Hace 16 años, Sisseck revolucionó la Milla de Oro de la Ribera del Duero, revolucionó el panorama enológico español y revolucionó, a secas, el mundo del vino. Había nacido Pingus. El hipergurú Robert Parker, que ya lo había encumbrado en 1995 como mejor tinto joven del mundo, probó la añada 2004 y dejó caer su veredicto: 100 puntos. La perfección.
La perfección costaba 1.200 euros. Así que Sisseck, que para entonces ya llevaba nueve años vinificando y embotellando en su bodega de Quintanilla, se convirtió en el productor del vino más caro de España. Ninguna añada de Pingus (Pingus era el mote que su familia le puso de niño tomándolo de un dibujo animado danés) baja de las cuatro cifras, integrando así el selecto club de los mileuristas embotellados en España, donde figuran vinos como L’Ermita —la gema de Álvaro Palacios en el Priorat—, La Faraona, una mencía del Bierzo firmada también por Álvaro Palacios, o Teso La Monja (de la bodega homónima, en la denominación de origen Toro).
El pequeño Peter se educó oliendo y probando con su tío y con su abuelo grandes burdeos tintos de entre 10 y 20 años, y esa experiencia se convirtió para él en la vara de medir para juzgar qué es un gran vino. Pero sigue haciéndose la pregunta: “Es muy complejo decir qué es un gran vino, pero desde luego, si quieres llegar a saberlo, has tenido que haber probado grandes vinos de verdad. La verdad es que yo no sé cómo pude atreverme en 1995 a hacer algo así… porque no tenía ni zorra idea”.

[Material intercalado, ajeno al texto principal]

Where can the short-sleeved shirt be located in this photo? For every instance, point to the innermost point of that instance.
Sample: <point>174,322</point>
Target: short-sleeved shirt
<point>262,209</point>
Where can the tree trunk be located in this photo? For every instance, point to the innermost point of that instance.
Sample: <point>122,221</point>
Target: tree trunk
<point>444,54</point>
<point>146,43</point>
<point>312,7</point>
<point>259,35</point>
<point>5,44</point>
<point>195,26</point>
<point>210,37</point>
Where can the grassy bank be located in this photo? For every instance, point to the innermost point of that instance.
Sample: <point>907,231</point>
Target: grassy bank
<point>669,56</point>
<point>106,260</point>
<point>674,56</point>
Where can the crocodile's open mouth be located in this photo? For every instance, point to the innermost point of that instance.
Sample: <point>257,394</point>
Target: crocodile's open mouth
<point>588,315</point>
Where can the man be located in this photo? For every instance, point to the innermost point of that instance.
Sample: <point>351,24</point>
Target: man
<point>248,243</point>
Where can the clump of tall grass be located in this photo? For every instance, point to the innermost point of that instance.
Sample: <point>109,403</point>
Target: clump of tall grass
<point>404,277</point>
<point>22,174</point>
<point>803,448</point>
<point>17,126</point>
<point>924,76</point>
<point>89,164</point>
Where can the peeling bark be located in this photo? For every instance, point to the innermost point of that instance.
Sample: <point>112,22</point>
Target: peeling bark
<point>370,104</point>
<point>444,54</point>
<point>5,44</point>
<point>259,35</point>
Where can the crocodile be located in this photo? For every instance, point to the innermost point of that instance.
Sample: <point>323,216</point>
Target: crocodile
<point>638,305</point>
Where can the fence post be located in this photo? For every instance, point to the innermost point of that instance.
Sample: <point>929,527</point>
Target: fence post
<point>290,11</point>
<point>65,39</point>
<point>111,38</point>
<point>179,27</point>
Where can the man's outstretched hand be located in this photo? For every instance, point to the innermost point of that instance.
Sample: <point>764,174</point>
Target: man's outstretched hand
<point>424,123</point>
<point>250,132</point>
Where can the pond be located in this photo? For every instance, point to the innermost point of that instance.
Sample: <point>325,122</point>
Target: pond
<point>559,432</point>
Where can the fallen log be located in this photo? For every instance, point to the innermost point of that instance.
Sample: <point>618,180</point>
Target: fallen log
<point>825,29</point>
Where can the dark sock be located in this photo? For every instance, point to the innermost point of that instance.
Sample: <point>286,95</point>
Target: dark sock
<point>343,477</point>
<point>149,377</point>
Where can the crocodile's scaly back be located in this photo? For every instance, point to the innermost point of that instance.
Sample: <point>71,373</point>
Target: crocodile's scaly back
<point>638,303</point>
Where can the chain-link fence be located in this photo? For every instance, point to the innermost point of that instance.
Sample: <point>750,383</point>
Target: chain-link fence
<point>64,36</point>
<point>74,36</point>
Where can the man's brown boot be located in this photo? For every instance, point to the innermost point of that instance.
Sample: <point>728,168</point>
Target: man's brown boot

Sisseck reivindica vinos elegantes y moderados, esos que no explotan en boca como bombas de relojería y que no caen en el exceso de alcohol: 13,5º o 14º mucho mejor que 15º o 15,5º. “Desde que empezamos, los mejores han sido los vinos más equilibrados, menos excesivos”. El caso es que llegó 2005, simbólica décima añada de Pingus, y su creador lo presentó en sociedad en una botella especial a bombo y platillo, “a pesar de que no me gustaba… mucho”.
De la potencia a la plenitud
Peter Sisseck ha cambiado, como también hemos cambiado quienes hemos seguido su evolución. Se puede apreciar hoy en sus vinos un enfoque totalmente distinto al de sus inicios en los noventa. Venía de Burdeos con una metodología y una visión académica. El talento innato le permitió descubrir viñedos singulares que elaboró al estilo bordelés.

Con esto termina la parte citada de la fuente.